Exponential Moving Averages Explained

by Allan Vasenius

The best way to understand exponential moving averages (EMA) is to examine how they are calculated. Mathematically, EMAs are said to be recursive which simply means, that an EMA value depends in part on the previous value. Given EMA Mi, we wish to determine the next value Mi+1. The formula is:
Mi+1 = Mi + α (Xi+1 – Mi)
Xi+1 is the price or other value that serves as the basis for the EMA.
α is a constant less than 1 and is normally a fairly small value. Shortly, we will see how to determine an appropriate value for α.
So, let’s make sure that we see what is happening with the above formula. If the new price Xi+1 is the same as Mi, then no change takes place in our EMA. If price is greater, then a fraction of that price determined by α is added to the EMA. Correspondingly, if the price is less than the EMA, the new EMA value will decrease.
So, how do we determine the right value to use for α? The formula for α is simply:
α = 2 /(N + 1)
The symbol N represents the number period value. For instance, if we want the 9-period value for α, our formula indicates that it has a value of 0.2 = 2/(9 + 1).
We have one final detail to cover and that is how we calculate the first EMA value. The initial value is simply the initial price or X value.
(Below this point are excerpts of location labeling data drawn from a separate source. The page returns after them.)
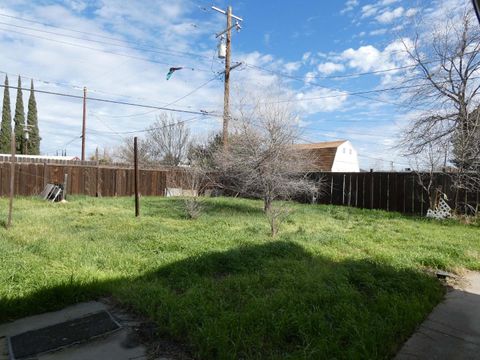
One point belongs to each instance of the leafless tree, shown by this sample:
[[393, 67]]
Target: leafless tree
[[445, 82], [168, 140], [260, 160], [124, 152], [426, 165]]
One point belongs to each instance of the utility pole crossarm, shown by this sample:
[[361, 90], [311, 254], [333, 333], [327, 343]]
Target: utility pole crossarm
[[228, 43]]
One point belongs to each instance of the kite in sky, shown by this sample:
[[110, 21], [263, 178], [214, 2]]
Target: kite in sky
[[171, 71]]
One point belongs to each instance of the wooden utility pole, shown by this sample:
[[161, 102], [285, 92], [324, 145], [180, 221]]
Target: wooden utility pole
[[135, 165], [84, 121], [12, 182], [228, 43], [226, 93]]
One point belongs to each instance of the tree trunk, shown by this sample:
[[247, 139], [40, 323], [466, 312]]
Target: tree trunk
[[267, 203]]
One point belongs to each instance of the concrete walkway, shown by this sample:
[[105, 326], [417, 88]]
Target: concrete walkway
[[452, 330]]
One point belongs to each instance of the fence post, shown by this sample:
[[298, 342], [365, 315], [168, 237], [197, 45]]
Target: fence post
[[65, 184], [135, 161], [371, 189], [12, 183], [45, 176]]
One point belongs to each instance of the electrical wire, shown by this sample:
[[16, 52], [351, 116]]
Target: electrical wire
[[153, 50], [205, 113], [101, 50]]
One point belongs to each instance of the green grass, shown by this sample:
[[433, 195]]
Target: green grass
[[335, 283]]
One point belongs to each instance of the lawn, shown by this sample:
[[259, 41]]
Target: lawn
[[335, 283]]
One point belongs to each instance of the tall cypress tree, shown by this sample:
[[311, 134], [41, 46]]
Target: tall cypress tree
[[6, 126], [19, 118], [33, 145]]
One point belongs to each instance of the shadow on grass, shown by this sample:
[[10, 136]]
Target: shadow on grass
[[211, 206], [273, 300]]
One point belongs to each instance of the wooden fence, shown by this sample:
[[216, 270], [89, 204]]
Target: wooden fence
[[30, 179], [391, 191]]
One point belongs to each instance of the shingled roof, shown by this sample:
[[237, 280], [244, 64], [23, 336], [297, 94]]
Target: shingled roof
[[323, 153]]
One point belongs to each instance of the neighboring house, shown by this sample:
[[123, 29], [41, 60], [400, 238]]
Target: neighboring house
[[334, 156]]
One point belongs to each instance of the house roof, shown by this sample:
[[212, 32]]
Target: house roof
[[321, 145], [323, 153]]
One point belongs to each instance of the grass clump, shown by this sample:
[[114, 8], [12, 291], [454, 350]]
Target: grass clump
[[335, 282]]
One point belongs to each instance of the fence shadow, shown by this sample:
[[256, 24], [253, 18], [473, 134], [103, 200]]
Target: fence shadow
[[274, 300]]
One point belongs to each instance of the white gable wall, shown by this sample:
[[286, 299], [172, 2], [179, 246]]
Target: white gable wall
[[346, 159]]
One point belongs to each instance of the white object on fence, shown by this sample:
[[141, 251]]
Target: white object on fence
[[169, 192], [442, 211]]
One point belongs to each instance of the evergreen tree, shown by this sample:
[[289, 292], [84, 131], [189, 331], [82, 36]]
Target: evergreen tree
[[33, 144], [19, 118], [6, 126]]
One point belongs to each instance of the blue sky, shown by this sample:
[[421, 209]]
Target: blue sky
[[296, 46]]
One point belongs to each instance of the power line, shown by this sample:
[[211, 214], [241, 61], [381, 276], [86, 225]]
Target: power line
[[175, 101], [100, 50], [342, 93], [101, 36], [283, 74], [147, 129], [149, 49], [201, 112]]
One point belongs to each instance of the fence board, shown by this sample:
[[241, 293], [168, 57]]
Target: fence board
[[391, 191]]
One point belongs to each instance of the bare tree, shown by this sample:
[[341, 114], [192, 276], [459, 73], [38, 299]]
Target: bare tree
[[445, 82], [426, 165], [168, 140], [260, 160], [124, 152]]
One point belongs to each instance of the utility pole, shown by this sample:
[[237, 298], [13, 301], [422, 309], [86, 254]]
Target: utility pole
[[228, 43], [84, 121], [226, 92], [135, 166], [12, 182]]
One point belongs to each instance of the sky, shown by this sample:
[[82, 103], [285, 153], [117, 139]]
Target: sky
[[120, 50]]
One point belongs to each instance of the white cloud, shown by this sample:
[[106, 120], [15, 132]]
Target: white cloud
[[306, 56], [369, 10], [378, 32], [349, 6], [125, 78], [388, 16], [293, 66], [321, 100], [411, 12], [329, 68]]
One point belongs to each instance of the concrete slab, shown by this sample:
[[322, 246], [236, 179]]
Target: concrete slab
[[120, 345], [452, 330]]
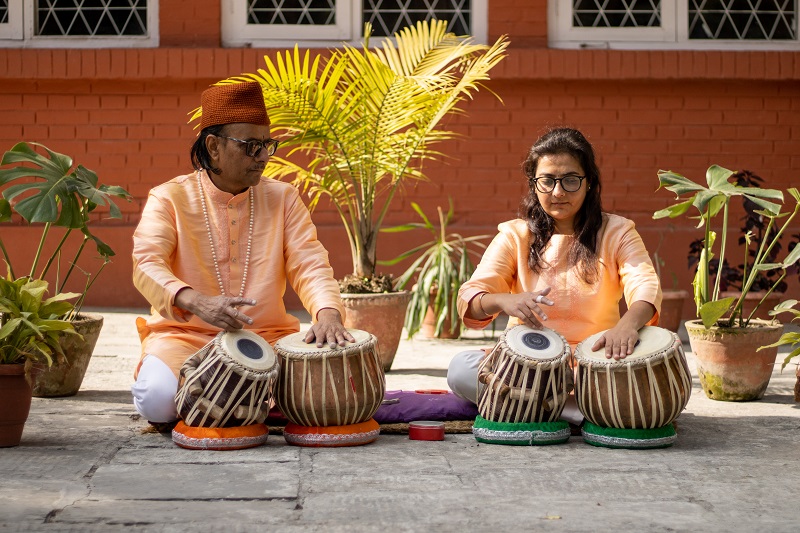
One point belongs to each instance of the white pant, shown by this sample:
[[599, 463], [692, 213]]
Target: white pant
[[154, 391], [462, 378]]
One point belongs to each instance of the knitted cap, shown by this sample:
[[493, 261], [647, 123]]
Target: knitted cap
[[239, 102]]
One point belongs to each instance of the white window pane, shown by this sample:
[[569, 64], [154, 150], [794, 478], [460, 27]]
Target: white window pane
[[389, 16], [755, 20], [92, 18], [616, 13], [301, 12]]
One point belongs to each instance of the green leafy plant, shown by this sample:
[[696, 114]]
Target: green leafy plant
[[713, 200], [367, 119], [51, 192], [442, 265], [791, 338], [30, 325]]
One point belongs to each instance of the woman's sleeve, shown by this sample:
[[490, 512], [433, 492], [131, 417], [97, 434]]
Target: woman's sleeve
[[154, 243], [637, 275], [495, 274]]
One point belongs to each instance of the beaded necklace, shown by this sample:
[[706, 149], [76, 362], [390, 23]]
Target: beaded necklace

EMAs are popular because the more recent values are weighted more heavily than the current value. With each update, all previous values are in effect multiplied by the quantity (1-α). So, the significance of a particular X value continues to become less and less important. Now you should see why an EMA is also known as a fading filter because the significance of all of the previous updates fades away at each update by a factor of (1-α). Note also that an EMA can only rise when price is above it and can only decline when price is below.